Eine Tango-Oper erscheint einem Wiener exotisch und vielleicht auch Unmöglich. Tatsächlich ist sie in Argentinien nicht Ungewöhnlich. Bekanntestes Werk ist sicherlich Astor Piazzollas „Maria de Buenos Aires“ . Eine surreale Oper um die Prostituierte Maria und ihren Tod. Ein zeitgenössisches Stimmungsbild mit Orchester, Gesang und Tanz. 1968 uraufgeführt, gilt sie heute als die Personifizierung des Tangos und Klassiker des Tango Nuevo. Pablo Boggiano stellt ihr in „Una noche de Buenos Aires“ die Kurzoper „Mateo“ von Martin Palmeri gegenüber. Die Geschichte einer italienischen Einwandererfamilie um 1940. Eigentliche Hauptrolle hat ein Pferd. Welches als Symbol, die Tragödie der Familie lebt.
Eine Oper, das ist meine Art etwas Neues im Tango zu schaffen
„Ich war 23 Jahre alt, als ich diese Oper schrieb. Hatte kaum noch Erfahrung“, erklärt der Komponist Martin Palmeri, „geschrieben und komponiert ist sie in der Struktur einer italienischen Oper. Musikalisch umgesetzt mit den Mitteln des Tango. Die wesentliche Herausforderung in ihrer Aufführung besteht in der Entwicklung der Stimme der Sänger. Klassische Opernsänger haben nicht die Argentinische Seele. Sie verstehen zunächst nicht, wie die Stimme zum Tango eingesetzt werden kann. Die Argentinischen Cantor in der Tradition des Tango Canción wiederum hat keine Operntaugliche Ausbildung.“ Mateo ist musikalisch breiter angelegt und hat einen recht dominanten Chor. Dazu kommen noch die Tango-Tänzer die ihre eigenen Interpretationen einbringen. „Stimme, Sprache und Tanz sind die Elemente die eigentlich nur vom Argentinier kommen können,“ pflichtet Pablo Boggiano bei, „die Sprache im Tango ist nicht (nur) Spanisch, ein Dialekt oder das Lunfardo. Tatsächlich hat der Tango eine eigene Grammatik, ein eigenes Vokabular und Silbenbetonung. Etwas dass, dem Argentinier in die Wiege gelegt wird. Ein neue entwickelter Tango ist nicht Tangofiguren zu Popmusik tanzen oder irgendeiner Musik eine Bandoneon zufügen. Ein neu entwickelter Tango muss weiterhin auf Sprache und Instrumentierung des ursprünglichen Tango basieren.“ Und abschließend: „Tango ist in Buenos Aires ja nicht nur Touristenartikel und Exportprodukt, sondern erfindet sich als Kraft ständig neu.
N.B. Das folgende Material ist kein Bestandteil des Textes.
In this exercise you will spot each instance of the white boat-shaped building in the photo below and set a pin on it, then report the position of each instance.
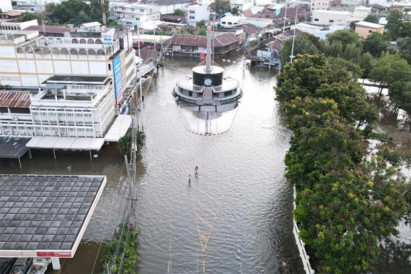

Tango ist und bleibt dort lebendig und zeitgemäß.“
Gerade in den letzten Wochen erlebten wir in Wien eine Reihe an verschiedensten Ausprägungen der Tango Kultur. Neben der klassischen Tango-Milonga-Szene erlebten wir mit „Break the Tango“ eine Show, „Una noche en Buenos Aires“ gab gleich zwei Opern an einem Abend, die Messe „Misa Tango“ war als Chorfestival zu Gast, die Tänzerin und Choreographin Cornelia Voglmayr bot modern dance auf Basis von Astor Piazzolla. Es ist gar keine Frage, der Tango als Kultur- und Erlebnisraum ist sehr lebendig.
Info:
Pablo Boggiano, ist Italiener, stammt aber aus Buenos Aires und lebt seit 2001 in Wien. Er verfügt über eine Dirigentenausbildung (Nationales Konservatorium Buenos Aires). Dirigate mit Royal Philharmonic Orchestra London, Budapester Philharmonie, Sofia Philharmonic Orchestra, u.v.m. 2017 leitete er eine Koproduktion der Met New York und Covent Garden London im Teatro Colon in Buenos Aires. In Wien arbeitet er regelmäßig mit dem Schönbrunner Schloss Orchester und den Wiener Tonkunstvereinigung zusammen.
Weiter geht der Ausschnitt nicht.